A summary of Doug Wilson’s argument in “Mere Christendom” insisting that the Magistrate should not enforce blasphemy laws.;
As a theonomist Wilson believes in “the need to restore the Bible as the quarry from which to obtain the needed stone for our foundations of social order” (149), he strongly argues against state imposed punishment for blasphemy. He reminds us that “those who want the government to have the right to kill blasphemers are also asking for the government to have the right to kill those who rebuke their (the government’s) blasphemies” (157), and “When you give the state power to punish a blasphemer, you are giving the state the power to blaspheme with impunity” (171). Since rulers are sinners, a healthy recognition of the depravity of man ought to restrain us from giving them the kind of power that would be required to punish blasphemy. “Whenever you give the state plenipotentiary powers to crack down on x, y, and z, what you are actually doing—please remember this—is giving them plenipotentiary powers to commit x, y, and z” (173). Therefore, “It is better to allow a troubled individual to blaspheme than to give, for the sake of preventing such things, regulatory powers over the definition of blasphemy to the very people most likely to be tempted to get into real blasphemy” (175–76). Wilson calls this “restraining the worst blasphemer first” (the title of Chapter 11). It’s not that we Christians don’t want to eradicate blasphemy—we do. But “we are not waging war according to the flesh” (2 Cor 10:3); “the artillery of the new covenant is more powerful than what the people of God had in their possession in the old covenant” (169). We want to eliminate blasphemy, but “not through the law” (158); rather, we do so through gospel conversion. “The central way that Christians are called to transform the world is not to be found in politics,” Wilson insists (221). “Christ gave us our mission and He gave us our methods. The world is to be brought to Christ, with all the nations submitting to Him, agreeing to obey Him. That is the mission. The method consisted of Word and water, bread and wine” (160). Wilson argues that inherent protection of free speech by limiting the state’s power “is the theo-political genius of Christianity” (171). He argues that “The founding of our nation really was exceptional, because the men who drafted our Constitution knew that American politicians, taking one thing with another, would be every bit as sleazy as the same class of men from any other clime” (201).

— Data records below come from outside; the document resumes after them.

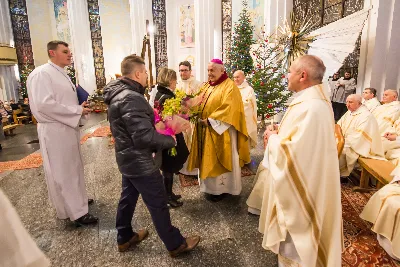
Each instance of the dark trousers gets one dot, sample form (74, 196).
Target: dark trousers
(339, 109)
(154, 196)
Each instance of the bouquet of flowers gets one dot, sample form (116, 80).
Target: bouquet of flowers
(191, 106)
(174, 115)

Wilson’s citation of I Cor. 10:3 is complete eisegesis and so is irrelevant to the issue at hand. Doug says that we want to eliminate blasphemy “but not through the law,” which every dispensational and R2K antinomian (but I repeat myself) chap worth their salt would stand and applaud.

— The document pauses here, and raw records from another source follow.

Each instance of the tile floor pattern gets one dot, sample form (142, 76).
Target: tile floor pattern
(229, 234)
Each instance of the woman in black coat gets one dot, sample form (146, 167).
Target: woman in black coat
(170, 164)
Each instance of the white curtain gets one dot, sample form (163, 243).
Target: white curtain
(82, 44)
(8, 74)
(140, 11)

Next Wilson sets up a false dichotomy (and nobody sets up false dichotomies better than Doug) by suggesting that we can get rid of blasphemy by law (politics) or we can get rid of blasphemy by gospel conversion. This is not a either/or but a both/and. If we can’t get ride of blasphemy by law (politics) than it stands to reason that we can’t get rid of any crime by law (politics) and so the Christian Magistrate should not legislate against any crimes since do to so would mean we are not trusting in gospel conversion. This is a false dichotomy. We should want both laws that force the Christ hater to not blaspheme and gospel conversion wherein the Christ lover does not want to blaspheme.

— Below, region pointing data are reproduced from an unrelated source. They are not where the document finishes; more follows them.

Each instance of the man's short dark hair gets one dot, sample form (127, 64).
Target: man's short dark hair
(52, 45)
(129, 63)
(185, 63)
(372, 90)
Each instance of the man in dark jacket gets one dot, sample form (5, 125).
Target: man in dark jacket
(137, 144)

From there Wilson implies that Christianity cannot triumph in the context of a Christian magistrate bringing the sword to bear in order to support God’s law. We do believe that the world will be converted (Wilson’s Word, water, bread and wine) but we also believe that along the way to that converted world the Magistrate will continue to not bear the sword in vain so that when anti-Christs arise who want to throw off God’s law as applied to the social order they will be thwarted.
Unless I am missing something (and that is real possibility) this reasoning by Wilson in Mere Christendom is embarrassing.